La qualité de la sculpture et des finitions mérite d’être relevée. Les volumes du buste et des membres de Dionysos sont dégagés en fort relief, tandis que le corps de la panthère montre un traitement plus décoratif que véritablement plastique (DELASSUS 2020, p. 60, n. 86, p. 66, 80, fig. 8). Pour accentuer davantage le relief, l’artisan semble avoir repris en biais et en dessous la matière osseuse, livrant une impression de projection du corps vers l’avant. Il a fait preuve ici d’une parfaite maîtrise dans le rendu des effets de volumes. La grande délicatesse qui caractérise le modelé des chairs est rare, et on doit à un soigneux polissage de la mettre particulièrement en valeur. Ce lustre parfait renforce l’aspect lisse du corps juvénile de Dionysos et sublime la matière osseuse à la couleur ivoirine.

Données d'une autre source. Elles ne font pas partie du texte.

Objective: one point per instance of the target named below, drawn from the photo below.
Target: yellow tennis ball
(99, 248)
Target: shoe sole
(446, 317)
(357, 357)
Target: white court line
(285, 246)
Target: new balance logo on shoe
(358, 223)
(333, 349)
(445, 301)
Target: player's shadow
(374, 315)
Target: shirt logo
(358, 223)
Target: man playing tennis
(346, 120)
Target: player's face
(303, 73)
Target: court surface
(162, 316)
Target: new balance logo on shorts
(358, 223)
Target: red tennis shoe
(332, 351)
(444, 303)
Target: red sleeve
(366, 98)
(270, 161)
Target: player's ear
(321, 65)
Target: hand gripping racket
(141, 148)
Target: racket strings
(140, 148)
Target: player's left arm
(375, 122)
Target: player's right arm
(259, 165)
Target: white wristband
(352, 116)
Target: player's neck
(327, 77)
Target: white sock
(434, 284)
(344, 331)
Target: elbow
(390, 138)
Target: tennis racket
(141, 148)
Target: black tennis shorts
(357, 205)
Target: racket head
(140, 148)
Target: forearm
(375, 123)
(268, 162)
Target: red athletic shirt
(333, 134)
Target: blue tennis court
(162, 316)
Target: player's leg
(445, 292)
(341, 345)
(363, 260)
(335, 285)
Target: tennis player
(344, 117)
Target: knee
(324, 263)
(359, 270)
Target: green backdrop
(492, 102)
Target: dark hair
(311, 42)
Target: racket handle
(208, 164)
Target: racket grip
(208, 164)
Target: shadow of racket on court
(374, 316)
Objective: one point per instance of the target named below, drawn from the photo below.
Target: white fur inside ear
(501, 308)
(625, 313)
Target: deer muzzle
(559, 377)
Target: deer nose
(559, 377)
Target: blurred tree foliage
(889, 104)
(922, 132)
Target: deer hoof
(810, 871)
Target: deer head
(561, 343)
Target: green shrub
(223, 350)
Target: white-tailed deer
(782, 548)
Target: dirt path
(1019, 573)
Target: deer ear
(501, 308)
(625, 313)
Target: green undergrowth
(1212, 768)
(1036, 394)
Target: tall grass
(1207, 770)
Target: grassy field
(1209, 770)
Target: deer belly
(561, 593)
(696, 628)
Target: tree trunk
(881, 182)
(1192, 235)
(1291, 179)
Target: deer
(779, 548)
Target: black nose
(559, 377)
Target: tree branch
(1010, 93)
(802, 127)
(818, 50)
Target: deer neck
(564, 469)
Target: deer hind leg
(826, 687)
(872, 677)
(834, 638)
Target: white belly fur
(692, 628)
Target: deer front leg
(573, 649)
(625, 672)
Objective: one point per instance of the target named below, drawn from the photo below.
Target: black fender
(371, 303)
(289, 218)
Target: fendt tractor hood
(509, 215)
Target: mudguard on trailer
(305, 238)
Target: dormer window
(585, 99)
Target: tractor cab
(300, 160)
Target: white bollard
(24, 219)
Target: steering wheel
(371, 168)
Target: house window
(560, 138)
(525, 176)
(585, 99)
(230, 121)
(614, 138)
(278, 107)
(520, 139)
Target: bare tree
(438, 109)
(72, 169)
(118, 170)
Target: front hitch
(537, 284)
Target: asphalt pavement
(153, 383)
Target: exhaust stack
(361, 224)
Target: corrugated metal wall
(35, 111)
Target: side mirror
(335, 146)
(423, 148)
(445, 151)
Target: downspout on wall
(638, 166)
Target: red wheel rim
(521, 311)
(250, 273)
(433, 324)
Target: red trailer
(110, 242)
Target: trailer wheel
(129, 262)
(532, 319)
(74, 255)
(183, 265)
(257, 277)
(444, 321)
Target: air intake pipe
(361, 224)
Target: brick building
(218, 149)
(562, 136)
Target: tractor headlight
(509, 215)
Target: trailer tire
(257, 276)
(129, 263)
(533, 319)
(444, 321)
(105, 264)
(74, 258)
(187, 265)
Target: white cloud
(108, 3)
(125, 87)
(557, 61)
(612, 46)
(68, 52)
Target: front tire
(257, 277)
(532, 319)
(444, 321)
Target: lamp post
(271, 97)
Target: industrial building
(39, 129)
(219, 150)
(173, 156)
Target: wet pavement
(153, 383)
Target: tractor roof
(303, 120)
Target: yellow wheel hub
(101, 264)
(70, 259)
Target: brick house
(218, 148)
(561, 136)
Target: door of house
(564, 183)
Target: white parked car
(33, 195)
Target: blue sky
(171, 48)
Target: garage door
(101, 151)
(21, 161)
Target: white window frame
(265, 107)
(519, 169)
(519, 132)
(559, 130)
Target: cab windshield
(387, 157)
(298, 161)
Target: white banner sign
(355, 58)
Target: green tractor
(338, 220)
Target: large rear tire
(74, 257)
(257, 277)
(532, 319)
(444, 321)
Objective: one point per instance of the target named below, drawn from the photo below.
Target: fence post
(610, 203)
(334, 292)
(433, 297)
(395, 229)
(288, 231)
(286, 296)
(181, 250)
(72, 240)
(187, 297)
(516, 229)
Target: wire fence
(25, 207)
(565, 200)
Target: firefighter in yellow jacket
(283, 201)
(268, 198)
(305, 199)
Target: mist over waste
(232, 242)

La subtile traduction de la structure du corps et de la musculature estompée du jeune dieu trouvent des comparaisons éloquentes dans deux reliefs en os du musée du Louvre (Département des Antiquités égyptiennes, AF 6565 et AF 6566 : MARANGOU 1976, p. 89, pl. 5b ; QUONIAM 1970, p. 187, n° 244), sans qu’on puisse identifier ceux-ci avec certitude comme des représentations de Dionysos. La sveltesse du buste et l’élongation des jambes trahissent une dette envers la sculpture hellénistique. La facture, par sa qualité, se rapproche également d’un des volets en ivoire du Diptyque Querinianus daté du Ve siècle et supposé représenter Endymion et Séléné (Brescia, Musei Civici d’Arte e Storia, MR5768 : VOLBACH 1976, p. 57, n° 66, pl. 57). Malgré une figure plus élancée, on décèle des nuances dans les passages des plans, qui trouvent des équivalences sur notre pièce.
Parmi toutes les appliques recensées, l’oeuvre fragmentaire du musée Rodin livre une des meilleures expressions de l’esthétique illusionniste hellénistique. Celle-ci s’incarne à la fois dans la justesse des proportions et dans la saillie des volumes. E. Rodziewicz suggère de voir dans la façon dont sont rendues les textures des pelages ocellés un indice de datation (cf. RODZIEWICZ 2007, p. 22). Les cavités circulaires délicates correspondraient à la première phase de production alexandrine de ces appliques, tandis que les encoches triangulaires seraient les indices d’une phase plus tardive. Le rapprochement que suggère la qualité du travail de la pièce avec plusieurs appliques du musée Benaki, attribuées sur des critères stylistiques à l’époque d’Hadrien (117-138), ou influencées par les principes formels de l’art de cette époque (MARANGOU 1976, p. 78, pl. 2-3), nous conduit à placer la sculpture de cette pièce au cours du IIe siècle ap. J.-C.
Comparaisons
-Brescia, Musei Civici d’Arte e Storia, MR5768.
-Oxford, Ashmolean Museum, 1912.603+610+613 (pelage de la panthère).
-Paris, musée du Louvre, DAE, AF 6565, AF 6566.
-Paris, musée Rodin, Co. 2074, Co. 2077, Co. 2274-Co. 2314.
Acquis par A. Rodin entre 1893 et 1917. Donation A. Rodin à l’État français en 1916.